Fred Grove says he is determined to fight the order at a public inquiry in an attempt to win the right to stay at the house in Digbeth, where he has lived for 41 years.
Mr Grove said he was shocked to be handed the CPO, less than a month after the council claimed it was close to reaching an agreement with him.
"I finally realised that they are determined to push me out. Well, I am just one man but I am not going to let them take my home without a fight.
"I am a thorn in the side of the council," Mr Grove added.
The council insists it wants Mr Grove out of the house for his own good.
Ken Hardeman, cabinet member for regeneration, said the house at Belmont Row would be "in the middle of a building site" when work began on the next phase of Eastside. It would not be safe for Mr Grove to remain while contractors' vehicles used the site.
Coun Hardeman (Con Brandwood) said there were no plans to demolish the house. The future of the property would not be determined until the planning permission s tage of the Eastside development.
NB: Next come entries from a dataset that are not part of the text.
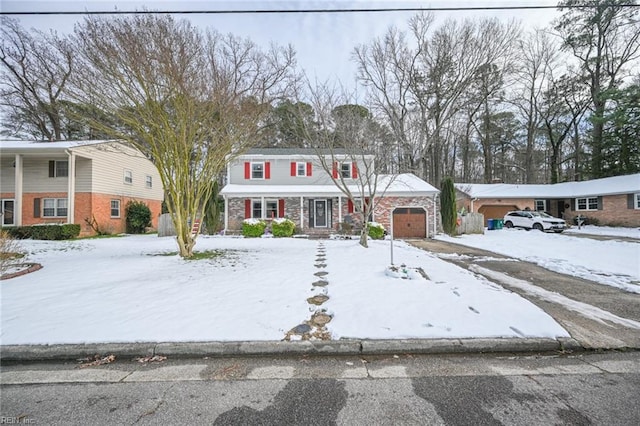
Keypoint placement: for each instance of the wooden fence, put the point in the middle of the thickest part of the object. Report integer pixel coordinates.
(471, 223)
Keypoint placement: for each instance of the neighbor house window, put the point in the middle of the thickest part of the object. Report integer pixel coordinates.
(257, 170)
(345, 170)
(58, 168)
(271, 209)
(590, 203)
(256, 209)
(54, 207)
(115, 208)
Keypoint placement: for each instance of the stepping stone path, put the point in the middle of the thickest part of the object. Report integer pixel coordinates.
(315, 328)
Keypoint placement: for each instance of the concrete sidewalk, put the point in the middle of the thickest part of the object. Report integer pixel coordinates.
(37, 353)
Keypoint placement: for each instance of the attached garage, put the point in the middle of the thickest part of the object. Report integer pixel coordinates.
(409, 222)
(495, 211)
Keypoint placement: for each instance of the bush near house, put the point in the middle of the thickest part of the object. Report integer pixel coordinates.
(138, 217)
(376, 231)
(45, 232)
(282, 227)
(253, 228)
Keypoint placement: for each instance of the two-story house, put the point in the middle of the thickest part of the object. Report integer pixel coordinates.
(79, 182)
(291, 182)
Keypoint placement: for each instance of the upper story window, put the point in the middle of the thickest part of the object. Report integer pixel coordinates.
(345, 170)
(257, 170)
(587, 203)
(58, 168)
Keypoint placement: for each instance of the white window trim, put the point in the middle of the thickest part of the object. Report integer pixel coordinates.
(127, 171)
(253, 202)
(587, 209)
(56, 208)
(263, 170)
(111, 209)
(350, 170)
(304, 169)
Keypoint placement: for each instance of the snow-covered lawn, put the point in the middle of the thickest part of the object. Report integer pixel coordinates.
(128, 289)
(612, 262)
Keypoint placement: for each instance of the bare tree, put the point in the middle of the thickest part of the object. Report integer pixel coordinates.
(35, 71)
(186, 100)
(604, 36)
(346, 133)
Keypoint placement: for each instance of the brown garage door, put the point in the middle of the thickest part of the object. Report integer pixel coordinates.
(409, 222)
(495, 212)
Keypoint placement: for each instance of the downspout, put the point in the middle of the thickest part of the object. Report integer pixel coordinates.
(71, 189)
(18, 191)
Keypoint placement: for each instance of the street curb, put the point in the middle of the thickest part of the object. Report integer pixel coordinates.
(35, 353)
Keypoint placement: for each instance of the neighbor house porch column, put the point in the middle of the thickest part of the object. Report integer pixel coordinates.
(17, 197)
(71, 189)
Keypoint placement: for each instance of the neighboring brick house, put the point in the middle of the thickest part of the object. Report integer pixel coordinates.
(75, 182)
(291, 183)
(612, 201)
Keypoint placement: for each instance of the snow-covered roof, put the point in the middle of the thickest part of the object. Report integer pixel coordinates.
(606, 186)
(405, 184)
(41, 145)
Prospective Eastside developers were given a brief-ing yesterday by the council about possible uses for land to the east of Millennium Point, including the site occupied by Mr Grove's cottage.
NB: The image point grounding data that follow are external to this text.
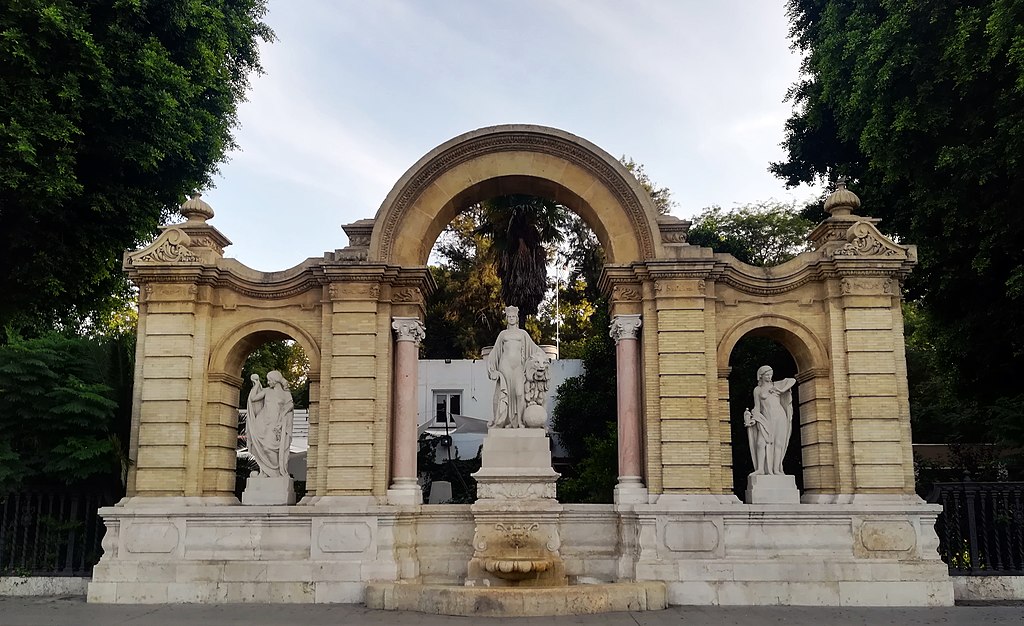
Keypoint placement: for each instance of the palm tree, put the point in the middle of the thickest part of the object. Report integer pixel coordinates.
(520, 226)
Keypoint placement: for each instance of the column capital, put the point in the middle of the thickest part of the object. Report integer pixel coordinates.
(409, 329)
(625, 327)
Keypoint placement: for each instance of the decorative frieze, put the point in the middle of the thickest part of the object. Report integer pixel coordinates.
(625, 327)
(409, 329)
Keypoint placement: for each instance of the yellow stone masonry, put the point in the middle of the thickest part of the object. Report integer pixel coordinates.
(836, 308)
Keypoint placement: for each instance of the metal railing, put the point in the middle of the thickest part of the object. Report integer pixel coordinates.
(981, 529)
(51, 532)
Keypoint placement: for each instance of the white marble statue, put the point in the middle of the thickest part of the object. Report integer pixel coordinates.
(769, 423)
(268, 424)
(519, 368)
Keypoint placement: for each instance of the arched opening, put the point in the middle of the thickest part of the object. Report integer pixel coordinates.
(465, 315)
(794, 351)
(287, 358)
(515, 159)
(255, 349)
(750, 353)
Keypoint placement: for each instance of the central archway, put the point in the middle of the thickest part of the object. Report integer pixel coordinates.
(515, 159)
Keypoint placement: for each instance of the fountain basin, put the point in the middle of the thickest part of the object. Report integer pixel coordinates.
(515, 568)
(517, 601)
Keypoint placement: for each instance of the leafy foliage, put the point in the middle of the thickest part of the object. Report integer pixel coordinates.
(765, 234)
(584, 415)
(110, 114)
(286, 357)
(58, 415)
(464, 315)
(922, 105)
(521, 230)
(660, 196)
Mr Grove believes the council's claim about the danger of living in a development site is merely a smokescreen.
"Once the property is empty and they board it up, it will decay and be vandalised. Then the council will demolish it and clear the site," he said.
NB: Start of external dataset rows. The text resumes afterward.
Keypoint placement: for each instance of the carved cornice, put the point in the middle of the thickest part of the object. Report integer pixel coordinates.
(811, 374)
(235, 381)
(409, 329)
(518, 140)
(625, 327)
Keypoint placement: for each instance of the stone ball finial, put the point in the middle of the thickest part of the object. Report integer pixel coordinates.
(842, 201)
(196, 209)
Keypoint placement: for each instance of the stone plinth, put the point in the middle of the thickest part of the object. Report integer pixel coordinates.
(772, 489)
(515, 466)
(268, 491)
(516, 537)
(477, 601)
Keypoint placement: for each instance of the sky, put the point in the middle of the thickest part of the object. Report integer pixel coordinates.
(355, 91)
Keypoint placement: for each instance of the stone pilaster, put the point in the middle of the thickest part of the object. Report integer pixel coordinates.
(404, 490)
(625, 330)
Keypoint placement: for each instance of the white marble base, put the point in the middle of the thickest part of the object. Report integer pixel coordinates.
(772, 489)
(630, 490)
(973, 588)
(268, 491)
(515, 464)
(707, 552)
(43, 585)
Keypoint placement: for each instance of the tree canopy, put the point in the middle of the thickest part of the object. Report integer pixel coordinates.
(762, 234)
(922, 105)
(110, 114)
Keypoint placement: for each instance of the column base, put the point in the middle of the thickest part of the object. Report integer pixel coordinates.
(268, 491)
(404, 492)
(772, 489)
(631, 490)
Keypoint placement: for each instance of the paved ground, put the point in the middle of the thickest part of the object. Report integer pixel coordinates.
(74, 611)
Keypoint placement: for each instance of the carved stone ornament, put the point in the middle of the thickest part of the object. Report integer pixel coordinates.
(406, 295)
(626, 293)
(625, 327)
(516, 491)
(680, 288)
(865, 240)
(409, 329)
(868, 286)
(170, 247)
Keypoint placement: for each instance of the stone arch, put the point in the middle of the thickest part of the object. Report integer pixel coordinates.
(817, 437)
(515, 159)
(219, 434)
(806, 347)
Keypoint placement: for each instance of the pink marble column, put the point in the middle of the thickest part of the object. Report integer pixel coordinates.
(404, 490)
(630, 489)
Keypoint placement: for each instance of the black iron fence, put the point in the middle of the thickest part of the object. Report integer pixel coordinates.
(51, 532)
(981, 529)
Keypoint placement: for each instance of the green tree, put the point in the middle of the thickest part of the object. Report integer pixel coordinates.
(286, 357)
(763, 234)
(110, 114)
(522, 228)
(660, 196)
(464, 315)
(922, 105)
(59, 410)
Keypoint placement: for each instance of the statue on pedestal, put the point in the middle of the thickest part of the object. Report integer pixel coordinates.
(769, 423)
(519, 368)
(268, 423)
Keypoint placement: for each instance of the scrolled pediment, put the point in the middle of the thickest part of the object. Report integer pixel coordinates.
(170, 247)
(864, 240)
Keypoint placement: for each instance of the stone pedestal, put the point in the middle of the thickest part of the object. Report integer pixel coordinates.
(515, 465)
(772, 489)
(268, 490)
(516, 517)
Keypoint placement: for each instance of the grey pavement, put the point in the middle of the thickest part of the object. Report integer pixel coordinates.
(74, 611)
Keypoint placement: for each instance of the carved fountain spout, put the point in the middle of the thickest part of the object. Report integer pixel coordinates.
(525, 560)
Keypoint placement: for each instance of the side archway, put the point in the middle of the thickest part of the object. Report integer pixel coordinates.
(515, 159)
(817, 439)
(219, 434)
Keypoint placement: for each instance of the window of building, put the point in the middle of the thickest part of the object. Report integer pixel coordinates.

He said the council had promised him the market value for the property, but had not mentioned a figure.
Mr Grove met council representatives last week.
He said: "They stated quite clearly that there was no room for negotiation. As far as they were concerned there was no alternative, I would have to go.
"While they confirmed that there were no specific plans for my house they claimed that for me not to leave would jeopardise the whole development - though they could not, of course, say why or how."
Coun Hardeman said he wanted to offer a suitable compensation package but had been prevented from doing so because Mr Grove had failed to respond to letters from the council.
An alternative proposal, moving Mr Grove to temporary accommodation while work took place and then allowing him to return, was still under consideration, Coun Hardeman added.
He said: "There is a degree of urgency about this now and we do want to deal compassionately with Mr Grove.
"I have been, and remain, very concerned about Mr Grove and I will endeavour to try to resolve this issue in a way that will be advantageous to him."
A public inquiry which will consider objections to the Eastside development is expected to get underway later this year and could ultimately decide the fate of Mr Grove's house.